I’d read about Gerrymen. They were from the New York Society for the Prevention of Cruelty to Children. Its leader, one Elbridge Gerry, was obsessed with child actors, calling them “slaves of the stage.” But the law said once you were sixteen, you could perform without interference from these so-called do-gooders.
“I don’t need a fake,” I insisted, “because I’m actually seventeen.” And with that, I took the flask and downed a sizable gulp.
It’s a strange and unaccountable thing that a liquid poured in your mouth can seem as if it has seeped into your eyes, ears, and nose, as well. It felt like they’d been dowsed in lamp oil and ignited, and if I’d ever been keen to learn fire breathing, it was quelled right then and there. I put the back of my hand to my mouth and coughed as my lungs tried to expel the dragon. Though my eyes watered, I forced a wide smile. The group erupted in laughter again, clapping or raising their mugs. Gert rolled her eyes at my inexperience.
“How’d that feel
?” asked Fred.
“Just fine.” My voice sounded scorched, even to me.
“Care for another?”
“I don’t want to take more than my share.” I passed it to the fire-breathing magician, who had enough sense to send it on to the next person without partaking. He nibbled at dry toast to soak up the lamp oil that had trickled down his throat during his act.
Tired and slowed by the effects of the alcohol, I only listened as they all compared notes on towns (“More chickens than people”), theatre managers (“He could show Kaiser Wilhelm a trick or two”), and agents (“I’m pretty sure he presses his suits by sleeping in them”).
They shared hints on makeup removal: if you couldn’t afford cold cream, you could use Crisco, which didn’t work quite as well as pig lard, but smelled better.
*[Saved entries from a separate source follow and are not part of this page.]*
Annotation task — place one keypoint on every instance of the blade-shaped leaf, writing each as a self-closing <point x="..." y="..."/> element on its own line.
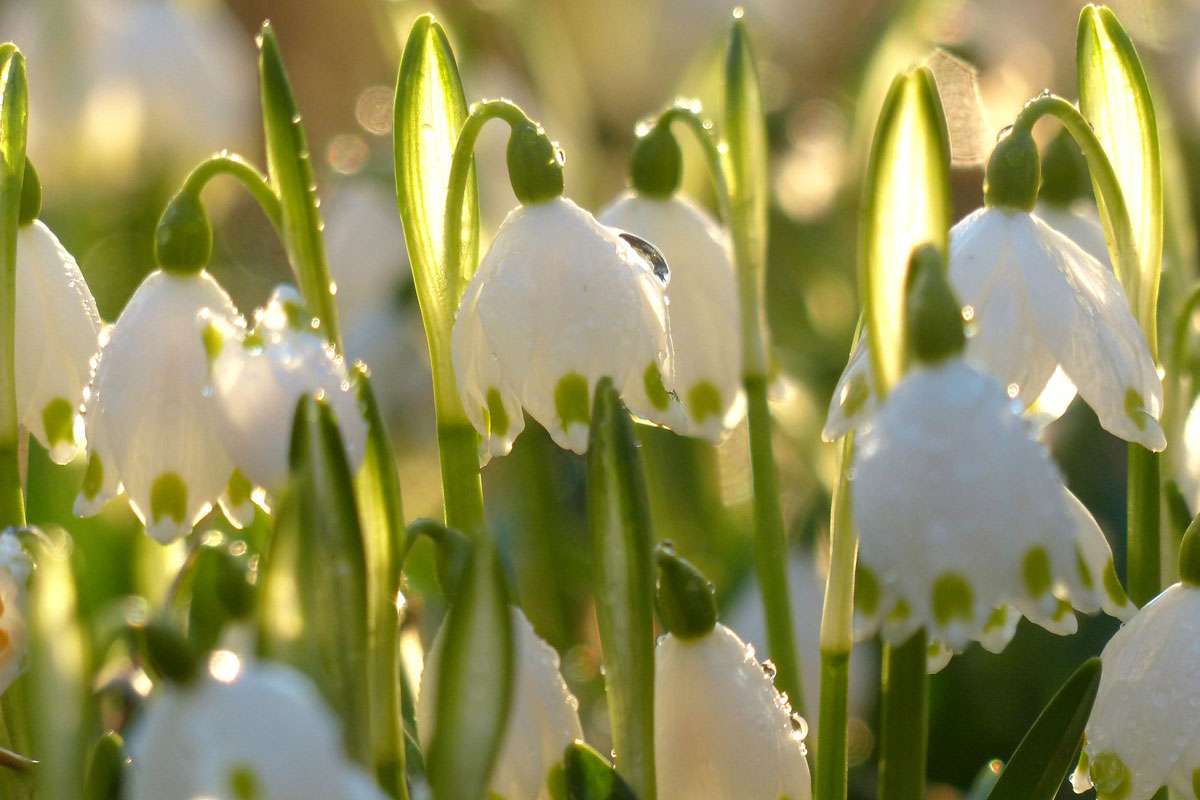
<point x="1047" y="753"/>
<point x="474" y="685"/>
<point x="618" y="513"/>
<point x="315" y="594"/>
<point x="1115" y="97"/>
<point x="430" y="110"/>
<point x="289" y="168"/>
<point x="377" y="486"/>
<point x="906" y="203"/>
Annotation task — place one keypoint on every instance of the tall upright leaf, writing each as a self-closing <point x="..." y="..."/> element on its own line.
<point x="289" y="169"/>
<point x="618" y="512"/>
<point x="1115" y="97"/>
<point x="906" y="203"/>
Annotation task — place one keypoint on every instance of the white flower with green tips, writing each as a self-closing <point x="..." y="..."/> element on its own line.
<point x="257" y="379"/>
<point x="703" y="305"/>
<point x="543" y="717"/>
<point x="151" y="428"/>
<point x="58" y="328"/>
<point x="241" y="731"/>
<point x="558" y="302"/>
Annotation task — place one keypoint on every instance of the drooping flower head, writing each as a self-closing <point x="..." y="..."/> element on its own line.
<point x="558" y="302"/>
<point x="964" y="519"/>
<point x="543" y="717"/>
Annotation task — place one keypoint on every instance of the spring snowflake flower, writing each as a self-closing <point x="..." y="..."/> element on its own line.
<point x="543" y="719"/>
<point x="151" y="428"/>
<point x="258" y="378"/>
<point x="58" y="329"/>
<point x="561" y="301"/>
<point x="241" y="731"/>
<point x="703" y="305"/>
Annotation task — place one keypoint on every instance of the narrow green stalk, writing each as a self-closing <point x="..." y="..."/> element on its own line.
<point x="837" y="638"/>
<point x="905" y="720"/>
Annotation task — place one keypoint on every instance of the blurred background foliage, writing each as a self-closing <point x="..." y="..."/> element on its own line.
<point x="129" y="94"/>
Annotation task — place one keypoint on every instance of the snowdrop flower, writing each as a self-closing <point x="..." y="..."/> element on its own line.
<point x="1144" y="732"/>
<point x="721" y="731"/>
<point x="241" y="731"/>
<point x="58" y="328"/>
<point x="543" y="719"/>
<point x="1044" y="316"/>
<point x="558" y="302"/>
<point x="702" y="293"/>
<point x="150" y="427"/>
<point x="257" y="378"/>
<point x="963" y="517"/>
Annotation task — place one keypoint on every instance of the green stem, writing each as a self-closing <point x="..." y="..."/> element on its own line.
<point x="837" y="638"/>
<point x="905" y="721"/>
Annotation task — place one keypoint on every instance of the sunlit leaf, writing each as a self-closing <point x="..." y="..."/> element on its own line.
<point x="906" y="204"/>
<point x="1115" y="97"/>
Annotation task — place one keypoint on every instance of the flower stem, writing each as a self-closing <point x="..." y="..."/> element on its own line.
<point x="837" y="638"/>
<point x="905" y="720"/>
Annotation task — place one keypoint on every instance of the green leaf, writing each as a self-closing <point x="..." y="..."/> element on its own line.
<point x="382" y="515"/>
<point x="289" y="168"/>
<point x="618" y="513"/>
<point x="315" y="593"/>
<point x="1115" y="97"/>
<point x="907" y="203"/>
<point x="430" y="110"/>
<point x="474" y="684"/>
<point x="1048" y="751"/>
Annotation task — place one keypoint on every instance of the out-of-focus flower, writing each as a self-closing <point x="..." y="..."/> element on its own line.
<point x="151" y="428"/>
<point x="58" y="329"/>
<point x="257" y="379"/>
<point x="241" y="731"/>
<point x="561" y="301"/>
<point x="703" y="306"/>
<point x="543" y="717"/>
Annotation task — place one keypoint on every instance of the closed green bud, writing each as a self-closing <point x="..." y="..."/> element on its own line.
<point x="685" y="599"/>
<point x="183" y="242"/>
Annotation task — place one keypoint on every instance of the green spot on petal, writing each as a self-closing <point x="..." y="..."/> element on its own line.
<point x="571" y="400"/>
<point x="168" y="498"/>
<point x="703" y="401"/>
<point x="497" y="417"/>
<point x="953" y="599"/>
<point x="1036" y="571"/>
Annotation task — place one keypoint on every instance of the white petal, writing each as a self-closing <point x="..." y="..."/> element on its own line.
<point x="148" y="403"/>
<point x="720" y="728"/>
<point x="57" y="336"/>
<point x="543" y="719"/>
Apparently it was cheap pig lard that had inspired the term ham, meaning a poor-quality performer. They counseled one another on improving their acts (“Don’t come in so fast after the line about the scarecrow on a diet—you’re stepping on the laugh”). And they heckled one another good-naturedly.
The fire breather, who’d been trying in vain to flirt with Gert, complained that he hadn’t had a date in six months. McSorley said, “Well, that’s because kissing you is like sucking on a lamp wick. Girls are worried they’ll burst into flames—and not from ardor, my friend, not from ardor!”
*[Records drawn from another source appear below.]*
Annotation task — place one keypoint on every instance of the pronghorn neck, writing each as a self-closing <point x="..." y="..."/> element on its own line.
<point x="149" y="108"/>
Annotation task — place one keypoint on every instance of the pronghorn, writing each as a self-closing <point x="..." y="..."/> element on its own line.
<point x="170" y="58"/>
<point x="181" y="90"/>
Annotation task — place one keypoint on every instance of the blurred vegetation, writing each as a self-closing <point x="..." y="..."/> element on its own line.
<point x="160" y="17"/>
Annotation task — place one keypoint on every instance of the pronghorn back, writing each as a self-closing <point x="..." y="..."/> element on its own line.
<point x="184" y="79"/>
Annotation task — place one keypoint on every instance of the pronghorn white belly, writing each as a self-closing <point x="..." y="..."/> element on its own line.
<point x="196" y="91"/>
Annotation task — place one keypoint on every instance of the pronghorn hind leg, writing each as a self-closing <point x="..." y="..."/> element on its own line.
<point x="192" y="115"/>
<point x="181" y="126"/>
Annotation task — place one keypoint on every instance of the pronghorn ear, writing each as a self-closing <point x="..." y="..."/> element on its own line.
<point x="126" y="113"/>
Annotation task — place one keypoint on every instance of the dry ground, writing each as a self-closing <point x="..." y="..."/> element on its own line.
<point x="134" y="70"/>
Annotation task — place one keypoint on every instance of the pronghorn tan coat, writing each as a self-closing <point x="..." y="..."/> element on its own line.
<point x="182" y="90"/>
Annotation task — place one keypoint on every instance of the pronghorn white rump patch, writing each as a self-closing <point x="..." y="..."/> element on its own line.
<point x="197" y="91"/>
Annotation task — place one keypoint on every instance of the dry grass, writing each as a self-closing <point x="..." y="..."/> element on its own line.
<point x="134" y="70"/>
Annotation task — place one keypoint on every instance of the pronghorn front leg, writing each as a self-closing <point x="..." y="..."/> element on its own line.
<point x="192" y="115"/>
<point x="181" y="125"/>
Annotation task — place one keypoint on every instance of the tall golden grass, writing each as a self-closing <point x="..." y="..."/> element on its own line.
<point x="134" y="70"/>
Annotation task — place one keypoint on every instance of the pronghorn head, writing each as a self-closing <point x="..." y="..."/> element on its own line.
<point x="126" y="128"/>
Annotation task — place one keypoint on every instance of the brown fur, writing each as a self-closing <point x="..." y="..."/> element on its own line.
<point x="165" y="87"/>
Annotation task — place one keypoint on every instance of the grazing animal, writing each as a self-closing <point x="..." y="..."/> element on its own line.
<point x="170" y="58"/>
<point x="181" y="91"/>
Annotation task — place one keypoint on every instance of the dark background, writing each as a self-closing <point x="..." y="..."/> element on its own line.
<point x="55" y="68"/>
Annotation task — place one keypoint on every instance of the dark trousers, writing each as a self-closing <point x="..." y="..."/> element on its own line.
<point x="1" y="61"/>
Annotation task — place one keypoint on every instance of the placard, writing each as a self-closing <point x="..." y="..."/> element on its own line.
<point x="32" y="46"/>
His bushy eyebrows flew up in fascination at Mother’s every word. “Now why aren’t you part of the act?” he asked. “You could pass for another sister any day of the week!”
“Oh, now, you,” she said, giving his arm a playful tap. “It’s sweet of you to say, but those days are gone for me.” He asked about her time on the stage and she didn’t lie, exactly, but it was a honeyed-up form of the truth as I knew it.
“Well, I had a little song-and-dance act, back before I got married.” She neglected to mention that she’d never performed anywhere except her high school talent show, the county fair, and for us when we were little. “I like to think I had an Eva Tanguay kind of appeal.”